Gersen has been locked up in the D.C. jail since his arrest more than a year ago outside a boutique hotel in Northwest Washington. At the time, he was a Georgetown second-year law student with a 3.48 grade-point average and an apartment in Dupont Circle. But he was also struggling with an addiction to the drug he was selling.

U.S. District Judge Reggie B. Walton’s most pressing question during the sentencing was how someone with so much opportunity could throw it all away.

“Somebody as intelligent as you are had to have known,” Walton said of the dangers of the highly addictive drug. “It’s just perplexing.”

Standing at the courtroom lectern in a jail-issued orange jumpsuit, Gersen engaged in an unusually lengthy dialogue with the judge, sounding philosophical as he reflected on and took responsibility for his troubles. He was using the drugs to feel more carefree and have fun, he said. But his drug operation ultimately had the opposite result, leaving him increasingly anxious about the possibility of landing in the very spot where he stood Thursday.

When pressed by Walton, a former associate U.S. “drug czar,” about how he could trust that Gersen would not relapse after completing his sentence, Gersen responded: “How can you or I be sure that things won’t change in the future?”

“I can’t tell you that temptations won’t come,” he said. “But when they do, I will do what I need to do to make sure I stay on the right path.”

Two conflicting portraits of Gersen emerge in court documents. Letters to the judge from former classmates, law school officials, family and a campus rabbi describe Gersen’s deep passion for the law and social justice.

“His law school performance — remarkable under any circumstances — is truly incredible given the other things going on in his life,” wrote Gersen’s law professor, Louis Michael Seidman, who sat with Gersen’s mother in the courtroom Thursday. “The short of it is that Marc is an extraordinary young man who has made some extraordinary mistakes.”
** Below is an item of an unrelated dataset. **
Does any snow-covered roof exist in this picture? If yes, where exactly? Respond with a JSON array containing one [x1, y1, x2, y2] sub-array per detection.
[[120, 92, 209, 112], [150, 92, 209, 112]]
At the D.C. jail, Gersen lectures fellow inmates on composition and punctuation in his popular writing class, offers legal guidance in the jail’s law library and tutors students seeking their general education diplomas. He has been reading Dostoyevsky’s “The Brothers Karamazov” as part of an intensive reading program to improve his mind and to better understand his motivations, his professor said.